The latter isn’t hyperbole, says Angela Kimball, the national director of advocacy and public policy at the National Alliance on Mental Illness (NAMI), a Crisis Now supporting organization. People experience a range of mental health crises, but in the United States, they are often referred to the emergency room, waiting long periods of time for treatment. Sometimes that’s hours. Sometimes it’s days. Psychiatric boarding, which is defined by these long waits, harms outcomes. In fact, researchers Sidra Goldman-Mellor, Ph.D., Mark Olfson, M.D., MPH, Cristina Lidon-Moyano, Ph.D., and their colleagues found that, in the U.S., there’s an increased risk of suicide after emergency room visits. 

Encounters with law enforcement, says Kimball, are no less risky. Estimates suggest that 25-50% of fatal encounters with law enforcement in the U.S. involve a person experiencing mental illness. Ron Bruno, executive director of CIT International, a Crisis Now supporting organization, and a signatory to the declaration, told CrisisTalk in December that while law enforcement are essential partners in mental healthcare, they should not be the de facto mental health crisis response system. “It fell to us, but we aren’t the best solution or help to a person in an escalated state.” He said that mental healthcare shouldn’t come in a police car, and crises should be treated in the “most compassionate and least intrusive manner.” To do so, Kimball says that nations need crisis systems that offer non-law enforcement responses, like 24-hour crisis lines and crisis stabilization services, so that “people experiencing a mental health crisis can receive help, not handcuffs.” “For decades, NAMI has been in the fight to create better responses for people in crisis. The declaration is a welcomed step towards making this vision a reality.”

The ongoing COVID-19 pandemic and the movement toward community response as opposed to law enforcement, says Dr. Hepburn, makes the declaration’s tenets “more vital than ever.” Chuck Ingoglia, president and CEO at National Council for Behavioral Health, a Crisis Now partner, agrees and says that as more people experience stressors related to the pandemic, there will be an increased need for accessible crisis services and supports from an infrastructure that remains fractured. “The status quo isn’t working. Our country’s faulty, patchwork approach to crisis care represents a dramatic example of the shortcomings in our continuum of care for those with mental illness.” Ingoglia points out that while improving crisis care may pose a challenge, the need for change can no longer be ignored or delayed. “Developing an accessible, affordable, and comprehensive approach to crisis care requires leadership. It requires compassion. Most of all, it requires us to acknowledge the need for immediate change.” 

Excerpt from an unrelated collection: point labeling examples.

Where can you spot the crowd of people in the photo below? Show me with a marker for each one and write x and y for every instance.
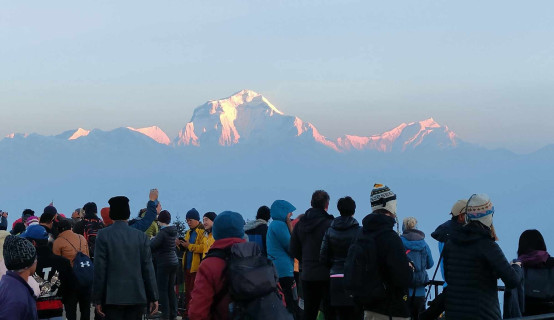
(274, 267)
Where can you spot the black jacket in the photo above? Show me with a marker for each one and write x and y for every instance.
(337, 241)
(393, 266)
(163, 247)
(305, 244)
(473, 262)
(123, 269)
(56, 280)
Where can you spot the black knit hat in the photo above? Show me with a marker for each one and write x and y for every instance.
(210, 215)
(90, 208)
(263, 213)
(19, 253)
(119, 208)
(164, 217)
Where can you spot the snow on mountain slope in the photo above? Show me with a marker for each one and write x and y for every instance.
(153, 132)
(404, 137)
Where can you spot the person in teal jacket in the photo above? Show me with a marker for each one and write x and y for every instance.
(278, 239)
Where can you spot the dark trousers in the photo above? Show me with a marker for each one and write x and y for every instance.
(316, 295)
(416, 306)
(165, 276)
(81, 298)
(348, 313)
(189, 286)
(288, 285)
(133, 312)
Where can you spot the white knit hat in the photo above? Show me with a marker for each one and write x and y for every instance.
(480, 208)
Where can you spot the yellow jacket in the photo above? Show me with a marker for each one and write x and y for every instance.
(209, 239)
(197, 248)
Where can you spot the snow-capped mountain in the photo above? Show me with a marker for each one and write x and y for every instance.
(247, 116)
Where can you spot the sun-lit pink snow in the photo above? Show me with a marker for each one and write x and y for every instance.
(155, 133)
(79, 133)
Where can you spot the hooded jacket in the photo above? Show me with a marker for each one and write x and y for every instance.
(473, 262)
(278, 239)
(257, 232)
(420, 254)
(210, 282)
(305, 243)
(337, 241)
(393, 266)
(16, 298)
(163, 247)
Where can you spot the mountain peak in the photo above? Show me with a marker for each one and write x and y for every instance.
(79, 133)
(153, 132)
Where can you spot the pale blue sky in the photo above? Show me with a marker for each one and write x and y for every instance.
(485, 69)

Colleen Carr, director and secretariat of the National Action Alliance for Suicide Prevention, a Crisis Now partner, says the declaration is the result of years spent developing a roadmap for comprehensive and integrated mental health crisis care. “It’s amazing to see the progress made around crisis services since the launch of the Action Alliance’s Crisis Now report back in 2016.” That said, she highlights it’s now time for realization. “We know there is more work to be done to ensure we have a comprehensive and integrated crisis network. The Action Alliance is committed to working with our partners to ensure the recommendations laid out in the newly released declaration are fully implemented.” 

To move the pendulum forward, says Ingoglia, institutions throughout healthcare must join NASMHPD and its Crisis Now partners to help repair crisis care and shift mental healthcare in America by way of the Washington DC International Declaration,” so people receive the care they deserve.” “We can no longer ignore the tattered safety net that is crisis care in America, and we can no longer ignore those with mental illness.”